In deze zaak heeft de Hoge Raad op 26 september 2014 uitspraak gedaan in een cassatieprocedure betreffende de uitvoerbaarverklaring van een civielrechtelijke veroordeling die was uitgesproken in een Belgisch strafvonnis. De verzoeker, die in België was veroordeeld voor faillissementsmisdrijven, had tegen de uitvoerbaarverklaring van deze veroordeling in Nederland beroep ingesteld. De voorzieningenrechter had de civielrechtelijke veroordeling uitvoerbaar verklaard op basis van de EEX-Verordening, die de erkenning en tenuitvoerlegging van beslissingen in burgerlijke en handelszaken regelt. De Hoge Raad heeft de klachten van de verzoeker over de procedurele aspecten van de uitvoerbaarverklaring verworpen, waaronder de vraag of de rechtsmiddelenprocedure door een meervoudige kamer moest worden behandeld en de procesvertegenwoordiging van de verweerder. De Hoge Raad oordeelde dat de EEX-Verordening van toepassing is op civielrechtelijke beslissingen van een strafrechter en dat de verzoeker niet in zijn belangen was geschaad door de vertegenwoordiging van de verweerder door een deurwaarder in plaats van een advocaat. De Hoge Raad heeft het cassatieberoep verworpen en de verzoeker in de proceskosten veroordeeld.

Uitspraak

26 september 2014
Eerste Kamer
nr. 14/00151
LZ/EE
Hoge Raad der Nederlanden
Beschikking
in de zaak van:
[verzoeker],
wonende te [woonplaats],
VERZOEKER tot cassatie,
advocaat: mr. P.J.Ph. Dietz de Loos,
t e g e n
[verweerder],
wonende te [woonplaats],
VERWEERDER in cassatie,
niet verschenen.
Partijen zullen hierna ook worden aangeduid als [verzoeker] en [verweerder].

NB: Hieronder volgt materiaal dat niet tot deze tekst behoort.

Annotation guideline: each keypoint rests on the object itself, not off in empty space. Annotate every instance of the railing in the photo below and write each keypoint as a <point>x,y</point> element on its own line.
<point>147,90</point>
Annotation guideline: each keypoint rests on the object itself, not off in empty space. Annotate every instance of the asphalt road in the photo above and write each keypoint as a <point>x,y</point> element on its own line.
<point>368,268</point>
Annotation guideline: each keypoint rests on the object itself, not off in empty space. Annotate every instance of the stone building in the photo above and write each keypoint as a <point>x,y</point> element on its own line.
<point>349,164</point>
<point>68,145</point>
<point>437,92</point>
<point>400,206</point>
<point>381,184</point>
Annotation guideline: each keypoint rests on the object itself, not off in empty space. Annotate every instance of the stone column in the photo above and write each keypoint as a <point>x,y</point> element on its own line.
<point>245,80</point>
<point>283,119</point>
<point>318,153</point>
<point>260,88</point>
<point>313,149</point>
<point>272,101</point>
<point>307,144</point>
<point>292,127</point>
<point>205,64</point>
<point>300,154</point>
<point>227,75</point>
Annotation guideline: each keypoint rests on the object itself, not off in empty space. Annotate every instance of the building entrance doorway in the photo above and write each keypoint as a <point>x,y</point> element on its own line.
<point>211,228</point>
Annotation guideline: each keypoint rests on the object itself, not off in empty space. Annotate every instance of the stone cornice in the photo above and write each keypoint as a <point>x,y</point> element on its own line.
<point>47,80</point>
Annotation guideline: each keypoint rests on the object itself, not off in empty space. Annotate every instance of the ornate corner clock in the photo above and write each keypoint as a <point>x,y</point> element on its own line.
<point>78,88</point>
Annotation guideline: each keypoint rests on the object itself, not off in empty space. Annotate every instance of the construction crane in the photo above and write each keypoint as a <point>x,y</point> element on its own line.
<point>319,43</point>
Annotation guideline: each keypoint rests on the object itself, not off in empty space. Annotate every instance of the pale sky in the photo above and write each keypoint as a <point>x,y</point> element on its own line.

1.Het geding in feitelijke instanties

Voor het verloop van het geding in feitelijke instanties verwijst de Hoge Raad naar de navolgende stukken:
a. de beschikking in de zaak 332398/HA RK 12-496 van de voorzieningenrechter van de rechtbank Utrecht van 14 november 2012;
b. de beschikkingen in de zaak C/16/341070/HA RK 13-92 van de rechtbank Midden-Nederland van 25 juli 2013 en 9 oktober 2013.
De beschikkingen van de rechtbank Midden-Nederland zijn aan deze beschikking gehecht.

2.Het geding in cassatie

Tegen de beschikkingen van de rechtbank Midden-Nederland heeft [verzoeker] beroep in cassatie ingesteld. Het cassatierekest is aan deze beschikking gehecht en maakt daarvan deel uit.
[verweerder] heeft geen verweerschrift ingediend.
De conclusie van de Advocaat-Generaal P. Vlas strekt tot verwerping van het cassatieberoep.
De advocaat van [verzoeker] heeft bij brief van 19 juni 2014 op die conclusie gereageerd.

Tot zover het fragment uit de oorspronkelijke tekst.